Peripherally inserted central catheter; PICC; Pericardium; Central venous catheter
There is an epidemic increase in use of central venous catheters. Malposition of these catheters can lead to catastrophic results . Obtaining a post-procedure chest radiograph is common practice in an attempt to prevent these disasters. However with ultrasound guidance and EKG confirmation, more hospitals are moving away from obtaining post-procedure radiographs. This is a rare case demonstrating the importance of a confirmatory radiograph post-procedure.
An 82-year-old man was admitted to the medical ICU for severe sepsis with shock due to Gram-negative pneumonia. Attempts to establish peripheral venous access were unsuccessful and thus a peripherally inserted central catheter (PICC) was placed using ultrasound guidance for prolonged antibiotic administration. A subsequent chest radiograph demonstrated the PICC traversing the left hemithorax and terminating in a position overlying the left ventricle. An arterial placement was initially suspected but venous placement was confirmed by measuring central venous pressure of 8cm H2O and pO2 of 32 mmHg from the PICC line while simultaneous peripheral arterial O2 saturation on pulse oximetry was 97%. A computed tomogram (CT) confirmed the PICC terminating in the pericardiacophrenic vein. The PICC was not used and removed without incident (Figures 1 and 2).

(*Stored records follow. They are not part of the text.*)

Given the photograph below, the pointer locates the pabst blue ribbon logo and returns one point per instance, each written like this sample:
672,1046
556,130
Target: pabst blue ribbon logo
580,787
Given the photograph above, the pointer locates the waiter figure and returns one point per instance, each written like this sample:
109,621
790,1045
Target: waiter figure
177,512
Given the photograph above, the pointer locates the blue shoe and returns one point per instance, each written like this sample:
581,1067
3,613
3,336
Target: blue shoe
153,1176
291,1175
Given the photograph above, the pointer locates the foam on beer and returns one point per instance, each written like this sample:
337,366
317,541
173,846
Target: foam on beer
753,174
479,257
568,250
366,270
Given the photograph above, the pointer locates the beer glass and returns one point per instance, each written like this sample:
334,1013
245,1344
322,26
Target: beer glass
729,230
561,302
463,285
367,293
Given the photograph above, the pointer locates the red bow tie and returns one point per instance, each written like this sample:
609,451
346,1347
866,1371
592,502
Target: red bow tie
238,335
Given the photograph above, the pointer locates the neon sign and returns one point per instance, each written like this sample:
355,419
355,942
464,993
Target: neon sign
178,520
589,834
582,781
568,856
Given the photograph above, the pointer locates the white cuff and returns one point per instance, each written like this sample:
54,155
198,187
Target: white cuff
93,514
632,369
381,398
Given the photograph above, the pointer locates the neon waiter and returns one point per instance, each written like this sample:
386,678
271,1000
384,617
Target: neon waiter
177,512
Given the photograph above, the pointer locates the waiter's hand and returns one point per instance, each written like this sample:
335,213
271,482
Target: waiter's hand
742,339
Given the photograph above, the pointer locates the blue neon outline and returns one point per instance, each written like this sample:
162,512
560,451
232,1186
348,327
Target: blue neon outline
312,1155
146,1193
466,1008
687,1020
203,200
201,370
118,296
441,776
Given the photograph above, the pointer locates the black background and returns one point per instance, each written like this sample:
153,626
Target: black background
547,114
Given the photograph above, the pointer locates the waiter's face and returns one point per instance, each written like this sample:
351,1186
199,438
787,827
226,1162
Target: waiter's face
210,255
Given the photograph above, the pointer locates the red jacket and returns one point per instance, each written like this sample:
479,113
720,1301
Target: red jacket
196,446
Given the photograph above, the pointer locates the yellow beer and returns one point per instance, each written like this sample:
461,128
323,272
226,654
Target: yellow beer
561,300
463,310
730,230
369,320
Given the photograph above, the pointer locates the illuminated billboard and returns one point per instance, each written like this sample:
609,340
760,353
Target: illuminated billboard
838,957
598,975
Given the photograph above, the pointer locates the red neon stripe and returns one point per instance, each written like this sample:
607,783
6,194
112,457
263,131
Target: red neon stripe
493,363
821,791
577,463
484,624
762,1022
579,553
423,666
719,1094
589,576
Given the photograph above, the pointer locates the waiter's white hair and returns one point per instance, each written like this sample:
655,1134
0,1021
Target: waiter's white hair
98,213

Complications related to PICC lines can occur during insertion, while indwelling or after discontinuation. This case is a complication related to the insertion of the PICC into the pericardiacophrenic vein. The pericardiacophrenic vein traverses the mediastinum with its accompanying artery and phrenic nerve; it is a branch of the internal thoracic vein, draining into the brachiocephalic vein. Infusion of medications or fluids in a malpositioned central venous catheter may result in perforation and possible pericardial hemorrhage and tamponade . These complications from malpositioned catheters are mostly described in literature relating to neonates. The incidence of this complication for adults is unknown. Although our patient developed no problems during a one-day cannulation, it is important to recognize the possibility of PICC placement in the left paramediastinal space and its consequences even with ultrasound guidance [3,4]. This emphasizes the importance of radiography after insertion. A CT may be helpful to differentiate central venous line malposition, such as described in our case, from occasionally noted venous anomalies such as an aberrant left-sided superior vena cava. In the latter case, the central venous line may be used safely.